We wrocławskim oknie życia ktoś zostawił psa. Suczka trafiła do schroniska. "Ma ok. 3-4 lat" - poinformowano.
Nietypowe zgłoszenie w piątek ok. 21 otrzymali przedstawiciele wrocławskiego schroniska. Jak się okazało, w oknie życia, przy ulicy Rydygiera, ktoś zostawił psa. Zwierzę znalazły siostry boromeuszki.
Schronisko dla Bezdomnych Zwierząt we Wrocławiu poinformowało o tym na Facebooku. "Zawsze mówimy, że nic nas już nie zdziwi, ale dzisiejsza interwencja z ok. 21:00 jednak nas zdziwiła" - napisali w piątek przedstawiciele schroniska.
Dziś poinformowano, że zostawiony czworonóg to ok. 3-4-letnia suczka. "Ma mleko, prawdopodobnie karmiła niedawno" - przekazano.
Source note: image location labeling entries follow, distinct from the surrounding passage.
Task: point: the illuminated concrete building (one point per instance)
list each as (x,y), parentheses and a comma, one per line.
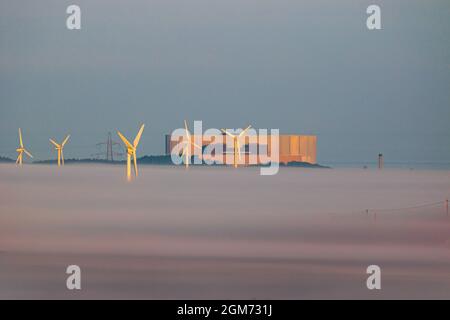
(292,148)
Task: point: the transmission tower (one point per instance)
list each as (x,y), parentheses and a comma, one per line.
(110,152)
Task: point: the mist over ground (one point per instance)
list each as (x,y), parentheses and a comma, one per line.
(216,232)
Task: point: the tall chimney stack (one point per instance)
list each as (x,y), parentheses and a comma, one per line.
(380,161)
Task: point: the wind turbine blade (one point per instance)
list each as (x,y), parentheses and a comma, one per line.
(138,136)
(135,164)
(226,132)
(56,145)
(244,131)
(65,140)
(20,138)
(29,154)
(127,143)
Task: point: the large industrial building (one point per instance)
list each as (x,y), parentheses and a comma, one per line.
(292,148)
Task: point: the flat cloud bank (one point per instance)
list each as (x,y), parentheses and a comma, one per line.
(217,232)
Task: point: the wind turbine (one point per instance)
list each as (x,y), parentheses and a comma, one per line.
(59,148)
(236,144)
(187,146)
(21,150)
(131,151)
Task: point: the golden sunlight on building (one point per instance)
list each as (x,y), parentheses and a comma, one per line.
(292,148)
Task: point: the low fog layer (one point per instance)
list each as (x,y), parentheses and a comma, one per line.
(223,233)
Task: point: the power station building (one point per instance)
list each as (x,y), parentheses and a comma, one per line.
(292,148)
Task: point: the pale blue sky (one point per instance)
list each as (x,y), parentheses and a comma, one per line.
(307,67)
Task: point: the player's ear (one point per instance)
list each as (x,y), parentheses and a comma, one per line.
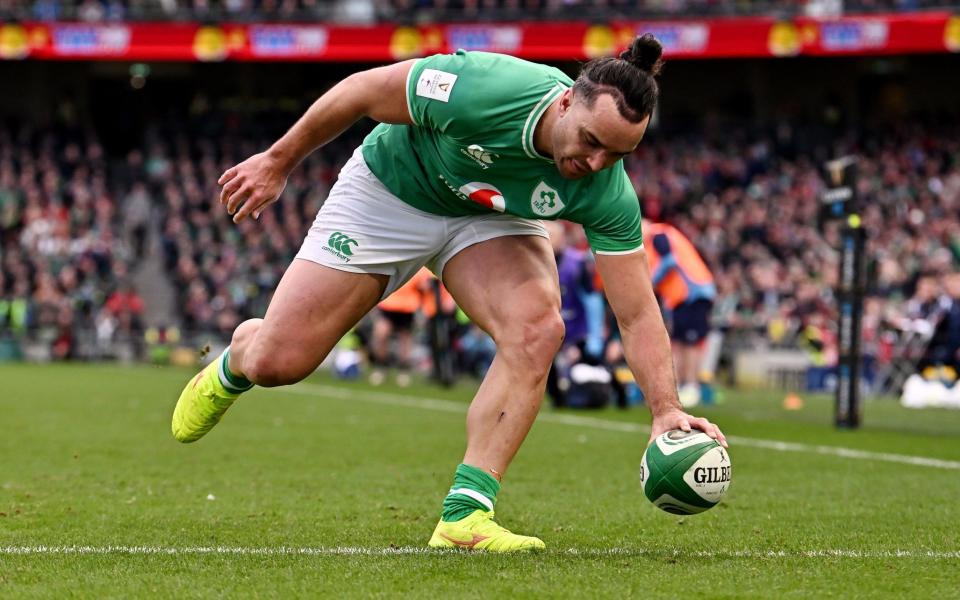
(566,99)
Jak dodano, "jest urocza i milutka".
Istnieje możliwość, że laktacja była spowodowana urojoną ciążą, ale prawdopodobieństwo, że właśnie tak było w tym przypadku, jest minimalne - powiedziała portalowi wroclaw.pl Aleksandra Cukier, rzecznik prasowa schroniska.
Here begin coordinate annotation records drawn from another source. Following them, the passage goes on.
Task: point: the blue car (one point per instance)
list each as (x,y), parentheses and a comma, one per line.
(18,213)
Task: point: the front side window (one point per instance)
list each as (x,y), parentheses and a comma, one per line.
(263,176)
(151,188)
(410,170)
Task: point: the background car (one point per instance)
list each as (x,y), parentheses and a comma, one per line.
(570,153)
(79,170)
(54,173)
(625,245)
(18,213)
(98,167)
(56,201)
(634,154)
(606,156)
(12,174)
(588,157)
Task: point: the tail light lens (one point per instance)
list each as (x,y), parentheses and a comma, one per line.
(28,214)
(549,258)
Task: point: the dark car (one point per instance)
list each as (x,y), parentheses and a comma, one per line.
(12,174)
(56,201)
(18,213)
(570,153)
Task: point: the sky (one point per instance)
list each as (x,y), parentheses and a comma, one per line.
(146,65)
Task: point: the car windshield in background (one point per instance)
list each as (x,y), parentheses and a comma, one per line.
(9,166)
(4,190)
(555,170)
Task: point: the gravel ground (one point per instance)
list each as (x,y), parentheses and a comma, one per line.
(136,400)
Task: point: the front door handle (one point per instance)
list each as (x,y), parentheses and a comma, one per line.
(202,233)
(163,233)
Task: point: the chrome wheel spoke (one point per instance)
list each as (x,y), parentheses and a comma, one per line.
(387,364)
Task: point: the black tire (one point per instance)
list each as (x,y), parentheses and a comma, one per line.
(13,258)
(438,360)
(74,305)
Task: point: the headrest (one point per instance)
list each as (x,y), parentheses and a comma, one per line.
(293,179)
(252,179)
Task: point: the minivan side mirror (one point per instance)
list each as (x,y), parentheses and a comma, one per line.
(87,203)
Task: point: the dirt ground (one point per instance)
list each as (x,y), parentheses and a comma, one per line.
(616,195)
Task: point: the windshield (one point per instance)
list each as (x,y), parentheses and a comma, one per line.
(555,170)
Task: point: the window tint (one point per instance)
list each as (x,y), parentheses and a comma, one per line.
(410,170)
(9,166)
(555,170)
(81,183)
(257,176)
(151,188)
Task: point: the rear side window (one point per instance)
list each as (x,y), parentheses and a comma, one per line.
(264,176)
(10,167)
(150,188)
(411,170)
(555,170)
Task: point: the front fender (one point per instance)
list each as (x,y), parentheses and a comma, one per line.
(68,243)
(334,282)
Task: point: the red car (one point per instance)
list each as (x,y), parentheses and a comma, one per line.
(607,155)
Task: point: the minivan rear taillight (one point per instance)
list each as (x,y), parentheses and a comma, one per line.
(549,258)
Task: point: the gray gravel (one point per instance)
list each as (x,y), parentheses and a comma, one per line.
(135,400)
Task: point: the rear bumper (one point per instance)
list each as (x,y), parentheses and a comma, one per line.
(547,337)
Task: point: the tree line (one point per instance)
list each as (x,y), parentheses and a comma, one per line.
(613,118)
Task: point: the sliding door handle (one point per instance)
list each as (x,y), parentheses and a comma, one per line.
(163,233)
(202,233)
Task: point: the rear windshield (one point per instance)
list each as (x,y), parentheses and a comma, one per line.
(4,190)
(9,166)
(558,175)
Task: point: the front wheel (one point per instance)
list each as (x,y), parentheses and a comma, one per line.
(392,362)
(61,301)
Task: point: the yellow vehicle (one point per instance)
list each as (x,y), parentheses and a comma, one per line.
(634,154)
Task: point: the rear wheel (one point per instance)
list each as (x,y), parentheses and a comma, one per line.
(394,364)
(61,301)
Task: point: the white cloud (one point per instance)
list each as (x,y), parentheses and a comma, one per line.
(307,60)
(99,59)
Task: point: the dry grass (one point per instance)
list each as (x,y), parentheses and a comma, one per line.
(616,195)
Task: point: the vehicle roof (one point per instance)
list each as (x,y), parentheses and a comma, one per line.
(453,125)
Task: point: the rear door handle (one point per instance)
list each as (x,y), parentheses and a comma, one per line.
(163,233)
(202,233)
Nie ma w niej śladu agresji: bez problemu dała się zbadać, zaszczepić i zaczipować - dodała.
Jak zaznaczyła, suczka budzi ogromne zainteresowanie.
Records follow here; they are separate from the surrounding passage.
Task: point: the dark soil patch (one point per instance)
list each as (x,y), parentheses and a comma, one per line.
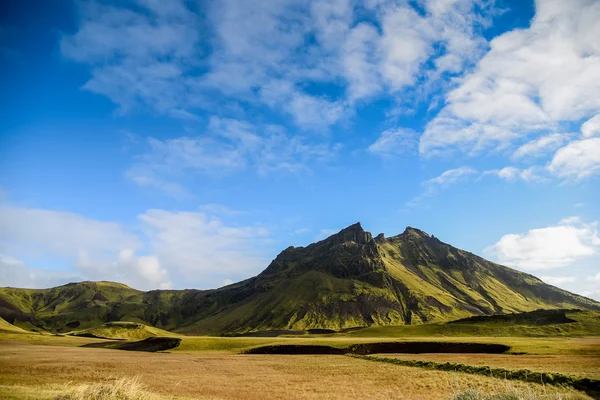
(589,386)
(537,317)
(321,331)
(296,349)
(271,333)
(99,297)
(152,344)
(91,335)
(385,347)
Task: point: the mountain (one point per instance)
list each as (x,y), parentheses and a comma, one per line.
(347,280)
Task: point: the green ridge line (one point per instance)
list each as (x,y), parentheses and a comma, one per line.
(590,386)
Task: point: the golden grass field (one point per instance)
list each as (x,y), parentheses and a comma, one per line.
(39,367)
(31,371)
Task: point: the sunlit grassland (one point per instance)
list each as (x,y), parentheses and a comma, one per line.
(36,372)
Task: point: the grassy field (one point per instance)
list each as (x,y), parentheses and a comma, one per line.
(38,366)
(585,366)
(29,371)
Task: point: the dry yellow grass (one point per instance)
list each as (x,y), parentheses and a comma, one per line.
(575,365)
(24,366)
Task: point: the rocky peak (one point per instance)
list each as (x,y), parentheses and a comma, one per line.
(353,233)
(410,231)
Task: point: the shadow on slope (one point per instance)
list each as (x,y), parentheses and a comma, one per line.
(151,344)
(386,347)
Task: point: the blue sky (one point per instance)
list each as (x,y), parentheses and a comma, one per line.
(185,143)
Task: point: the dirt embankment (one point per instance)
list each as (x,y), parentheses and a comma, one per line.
(385,347)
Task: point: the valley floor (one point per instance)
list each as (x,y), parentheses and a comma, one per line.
(38,367)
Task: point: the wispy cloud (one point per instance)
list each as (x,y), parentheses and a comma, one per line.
(432,186)
(175,59)
(546,248)
(163,249)
(531,83)
(394,142)
(228,145)
(511,173)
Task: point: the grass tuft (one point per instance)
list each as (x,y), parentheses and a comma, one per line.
(121,389)
(511,394)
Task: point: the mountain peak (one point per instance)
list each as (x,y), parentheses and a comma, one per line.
(353,233)
(415,232)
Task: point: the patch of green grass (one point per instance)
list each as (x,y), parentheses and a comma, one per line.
(6,327)
(587,385)
(123,330)
(507,395)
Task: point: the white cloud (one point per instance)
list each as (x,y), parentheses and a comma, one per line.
(431,186)
(540,146)
(451,176)
(15,273)
(175,58)
(510,173)
(530,82)
(591,127)
(228,146)
(393,142)
(59,233)
(170,249)
(197,248)
(577,160)
(545,248)
(138,57)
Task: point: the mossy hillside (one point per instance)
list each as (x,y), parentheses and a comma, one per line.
(347,280)
(123,330)
(6,327)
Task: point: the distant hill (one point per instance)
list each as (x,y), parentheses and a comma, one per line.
(8,327)
(347,280)
(122,330)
Pyta o nią mnóstwo ludzi, więc nie mamy wątpliwości, że nie zostanie u nas długo. Na razie musi jednak przejść 3-tygodniową kwarantannę, podczas której będziemy ją obserwować - dodała rzeczniczka w rozmowie z portalem wroclaw.pl.
Przedstawiciele schroniska zaznaczyli, że "okno to dedykowane jest dzieciom, nie zwierzętom, a we Wrocławiu jest sporo fundacji i schronisko, które zajmuje się zwierzętami".
Okno życia to miejsce, w którym matka może zostawić anonimowo swoje nowo narodzone dziecko.
Okno otwiera się od zewnątrz, jest w nim zamontowane ogrzewanie i wentylacja. Po otwarciu włącza się alarm, który wzywa opiekujące się miejscem osoby.
Potem uruchamiane są procedury medyczno-administracyjne: powiadomione zostają pogotowie ratunkowe i sąd rodzinny.